At one point Clydesdale and Yorkshire was seen as a great competitor to larger high street banks in the UK offering some of the top commercial mortgage rates out on the market. However, now its parent bank the National Australia Bank has announced that it will scale back the amount of lending it conducts within the UK.
The National Australia Bank plans to cut about 1,500 customers over the next couple of years which has created quite a problem for small business clients that expected to have more time to deal with their properties. This is because the bank has called up their commercial loans when they come up for renewal.

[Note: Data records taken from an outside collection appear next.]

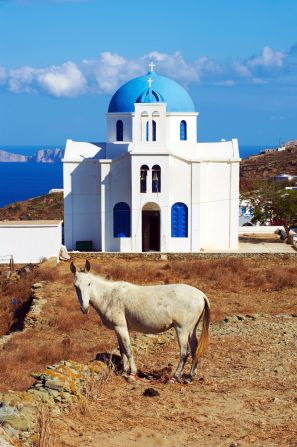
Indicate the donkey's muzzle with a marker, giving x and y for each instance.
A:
(84, 310)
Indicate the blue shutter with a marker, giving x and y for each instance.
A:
(183, 130)
(121, 220)
(154, 131)
(179, 220)
(120, 130)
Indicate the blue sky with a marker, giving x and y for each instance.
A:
(61, 60)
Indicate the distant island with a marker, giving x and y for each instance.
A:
(268, 164)
(40, 156)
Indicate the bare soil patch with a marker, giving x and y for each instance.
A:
(245, 392)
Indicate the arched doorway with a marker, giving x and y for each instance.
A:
(151, 227)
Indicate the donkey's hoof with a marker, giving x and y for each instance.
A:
(173, 380)
(131, 378)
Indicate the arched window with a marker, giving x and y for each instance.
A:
(183, 130)
(179, 220)
(156, 178)
(121, 220)
(120, 130)
(143, 174)
(154, 130)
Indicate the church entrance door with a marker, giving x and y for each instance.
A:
(150, 229)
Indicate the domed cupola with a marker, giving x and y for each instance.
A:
(151, 88)
(150, 95)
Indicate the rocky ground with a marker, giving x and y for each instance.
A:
(245, 393)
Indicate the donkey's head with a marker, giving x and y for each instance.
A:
(82, 284)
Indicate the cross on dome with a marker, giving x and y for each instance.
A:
(151, 66)
(150, 81)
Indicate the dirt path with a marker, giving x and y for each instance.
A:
(245, 395)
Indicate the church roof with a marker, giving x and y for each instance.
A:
(151, 88)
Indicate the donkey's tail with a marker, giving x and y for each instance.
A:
(203, 341)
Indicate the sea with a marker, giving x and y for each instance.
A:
(21, 181)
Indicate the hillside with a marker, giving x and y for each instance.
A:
(266, 166)
(47, 207)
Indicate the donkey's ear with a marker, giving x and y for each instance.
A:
(72, 267)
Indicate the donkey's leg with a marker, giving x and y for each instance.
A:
(182, 337)
(193, 346)
(123, 335)
(125, 361)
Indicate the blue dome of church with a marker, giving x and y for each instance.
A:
(151, 88)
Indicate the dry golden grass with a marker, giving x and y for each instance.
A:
(233, 285)
(45, 435)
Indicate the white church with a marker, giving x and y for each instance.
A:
(151, 186)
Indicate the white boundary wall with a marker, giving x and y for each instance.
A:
(30, 241)
(258, 229)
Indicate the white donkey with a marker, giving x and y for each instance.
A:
(148, 309)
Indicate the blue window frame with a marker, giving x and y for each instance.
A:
(143, 177)
(121, 220)
(183, 130)
(154, 131)
(120, 130)
(156, 178)
(179, 220)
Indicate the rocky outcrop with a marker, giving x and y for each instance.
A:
(266, 166)
(57, 387)
(40, 156)
(47, 156)
(12, 158)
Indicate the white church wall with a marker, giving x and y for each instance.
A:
(82, 203)
(215, 206)
(30, 241)
(160, 199)
(119, 191)
(173, 127)
(114, 150)
(112, 119)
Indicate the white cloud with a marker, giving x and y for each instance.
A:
(3, 75)
(20, 80)
(110, 70)
(268, 58)
(64, 81)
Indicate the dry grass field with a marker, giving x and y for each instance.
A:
(245, 393)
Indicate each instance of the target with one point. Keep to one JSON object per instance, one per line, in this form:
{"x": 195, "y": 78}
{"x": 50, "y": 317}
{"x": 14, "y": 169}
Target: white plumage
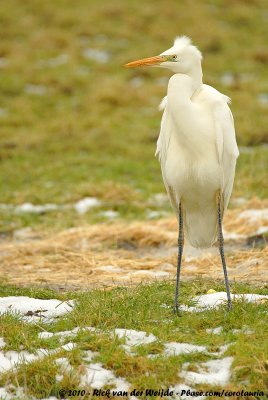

This means that a small business with a commercial mortgage from Clydesdale and Yorkshire Banks will either have to pay off the mortgage in full or find someone else to transfer their mortgage too. For small businesses that are struggling this may leave them in a lurch as they may not have the credit to get approved for a new mortgage somewhere else.
Group Chief Executive for the National Australia Bank stated that it is not attempting to fire-sale its UK businesses, but he did admit that the UK challenges are causing problems for the group overall. Last year the poor performance of UK business actually offset the nine percent increase in profits that the Australian group would have otherwise been able to claim.
Chief executive for Clydesdale and Yorkshire, David Thornburn, stated that he believes the UK arm of the business is starting to improve and stated that they are making progress as they attempt to become more competitive.